In Frankreich könnte bereits im Dezember ein Mensch am Coronavirus erkrankt sein. Foto: dpa/Loic Venance

Die frühesten bislang bestätigten Fälle in Europa traten im Januar auf. Forscher haben nun potenziell Hinweise darauf gefunden, dass einige Menschen schon davor mit dem Virus infiziert waren - damals unerkannt.

Paris - Französische Wissenschaftler haben nach eigenen Angaben möglicherweise einen Fall einer Infektion mit dem neuen Coronavirus vom Dezember ermittelt - also etwa einen Monat vor den ersten offiziell bestätigten Fällen in Europa. Laut einer Studie, die im Fachblatt „International Journal of Microbial Agents“ veröffentlicht wurde, überprüften Ärzte eines Krankenhauses nördlich von Paris nachträglich Proben von 14 Patienten. Diese waren zwischen Anfang Dezember und Mitte Januar wegen atypischer Lungenentzündung behandelt worden.

Unter ihnen war der 42-jährige Fischhändler Amirouche Hammar. Der Mann aus Algerien lebt seit Jahren in Frankreich und war zuletzt nicht verreist. Hammar sagte dem Fernsehsender BFM-TV am Dienstag, er habe sich an einem frühen Morgen Ende Dezember selbst in die Notaufnahme eines Krankenhauses begeben, weil er sich sehr krank gefühlt habe, mit Schmerzen in der Brust und Atemnot.

Blutprobe fällt positiv auf

„Sie sagten: „Vielleicht haben Sie eine Infektion, eine Lungenentzündung, obwohl das nicht sicher ist. Aber was Sie haben, ist sehr ernst, sehr ernst, denn Sie husten Blut. Es ist keine normale Grippe““, berichtete Hammar. Er wurde in dem Krankenhaus aufgenommen mit Symptomen, die nach Angaben von Ärzten im Einklang mit jenen von Covid-19-Patienten in China und Italien stehen. Als Ärzte seine damalige Blutprobe jetzt erneut testeten, fiel sie Coronavirus-positiv aus.

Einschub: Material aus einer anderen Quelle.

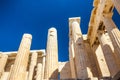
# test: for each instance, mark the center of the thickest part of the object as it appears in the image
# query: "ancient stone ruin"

„Den ersten infizierten Patienten zu identifizieren, ist von großem epidemiologischen Interesse, da es unser Wissen (über die Verbreitung des Coronavirus) dramatisch ändert“, schrieb Yves Cohen, einer der französischen Forscher. Cohen arbeitet als Spezialist für Intensivmedizin in den nördlichen Pariser Vororten, wo Hammar lebt und die von Covid-19-Infektionen und -Todesfällen besonders stark betroffen sind.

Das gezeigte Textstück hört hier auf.